LaDuke will present “Be the Ancestor Your Descendants Would Be Proud Of,” the annual Brennan Guth Memorial Lecture in Environmental Philosophy, at 7:30 p.m. at The Wilma, located at 131 S. Higgins Ave.
She will also deliver the seminar “The Next Energy Economy: Grassroots Strategies to Mitigate Global Climate Change” at 3:30 p.m. in the University Center Theater at UM.
Both events are free and open to the public. Doors will open an hour before each event.
As executive director of Honor the Earth, which she co-founded with the Indigo Girls, she works alongside indigenous communities on climate change, renewable energy and environmental justice.
LaDuke lives and works on the White Earth Reservation in northern Minnesota, where she founded the White Earth Land Recovery Project, the Anishinaabe Agriculture Institute and Akiing: Eighth Fire Project. She also runs Winona’s Hemp and Heritage Farm.
LaDuke has earned a global reputation as a leader on the issues of cultural-based sustainable development strategies, renewable energy and sustainable food systems. She is one of the leaders in the work of protecting indigenous plants and heritage foods from patenting and genetic engineering.
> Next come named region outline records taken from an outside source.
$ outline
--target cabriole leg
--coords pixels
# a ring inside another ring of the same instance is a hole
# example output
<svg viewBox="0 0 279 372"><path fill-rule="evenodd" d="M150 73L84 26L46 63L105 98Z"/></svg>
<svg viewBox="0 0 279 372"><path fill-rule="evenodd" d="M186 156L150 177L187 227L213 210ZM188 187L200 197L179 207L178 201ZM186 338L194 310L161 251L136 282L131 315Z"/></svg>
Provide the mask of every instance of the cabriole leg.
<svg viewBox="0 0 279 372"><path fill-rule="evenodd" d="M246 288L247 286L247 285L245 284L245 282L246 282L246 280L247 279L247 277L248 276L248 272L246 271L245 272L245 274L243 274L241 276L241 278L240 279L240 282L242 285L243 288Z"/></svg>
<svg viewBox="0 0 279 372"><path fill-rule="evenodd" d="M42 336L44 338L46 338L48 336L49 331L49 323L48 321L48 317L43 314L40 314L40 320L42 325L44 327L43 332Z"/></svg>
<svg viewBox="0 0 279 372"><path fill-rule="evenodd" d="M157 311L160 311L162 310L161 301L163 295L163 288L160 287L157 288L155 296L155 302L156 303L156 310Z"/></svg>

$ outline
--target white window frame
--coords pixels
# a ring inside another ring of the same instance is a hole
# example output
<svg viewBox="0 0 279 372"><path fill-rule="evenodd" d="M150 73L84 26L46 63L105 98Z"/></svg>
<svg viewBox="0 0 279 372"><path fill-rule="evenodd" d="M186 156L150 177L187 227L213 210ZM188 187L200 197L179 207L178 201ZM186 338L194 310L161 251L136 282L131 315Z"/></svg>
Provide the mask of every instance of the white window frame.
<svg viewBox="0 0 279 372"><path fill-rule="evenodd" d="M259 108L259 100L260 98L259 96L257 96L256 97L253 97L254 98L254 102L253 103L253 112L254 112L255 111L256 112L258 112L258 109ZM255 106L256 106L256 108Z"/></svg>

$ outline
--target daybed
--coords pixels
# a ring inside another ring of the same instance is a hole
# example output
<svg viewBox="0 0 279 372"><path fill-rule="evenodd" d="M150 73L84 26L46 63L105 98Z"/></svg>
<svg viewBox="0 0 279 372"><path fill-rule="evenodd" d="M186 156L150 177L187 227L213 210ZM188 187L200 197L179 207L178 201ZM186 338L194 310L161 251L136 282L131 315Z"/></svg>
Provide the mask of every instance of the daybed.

LaDuke was a co-founder and board co-chair of the Indigenous Women’s Network for 15 years, and she maintains a significant role in international advocacy for indigenous people. This has included numerous presentations at United Nations forums and involvement in opposition to projects impacting indigenous communities.
A graduate of Harvard and Antioch universities and a community fellow at the Massachusetts Institute of Technology, she has written extensively on Native American and environmental issues. Her six books include “Recovering the Sacred,” “All Our Relations,” “Last Standing Woman” and her newest work, “The Winona LaDuke Chronicles.”
In 1994, LaDuke was nominated by Time magazine as one of America’s 50 most promising leaders under age 40. She received the Thomas Merton Award in 1996, Ms. Woman of the Year (with the Indigo Girls) in 1997, and the Reebok Human Rights Award. In 2007, LaDuke was inducted into the National Women’s Hall of Fame, recognizing her leadership and commitment to community.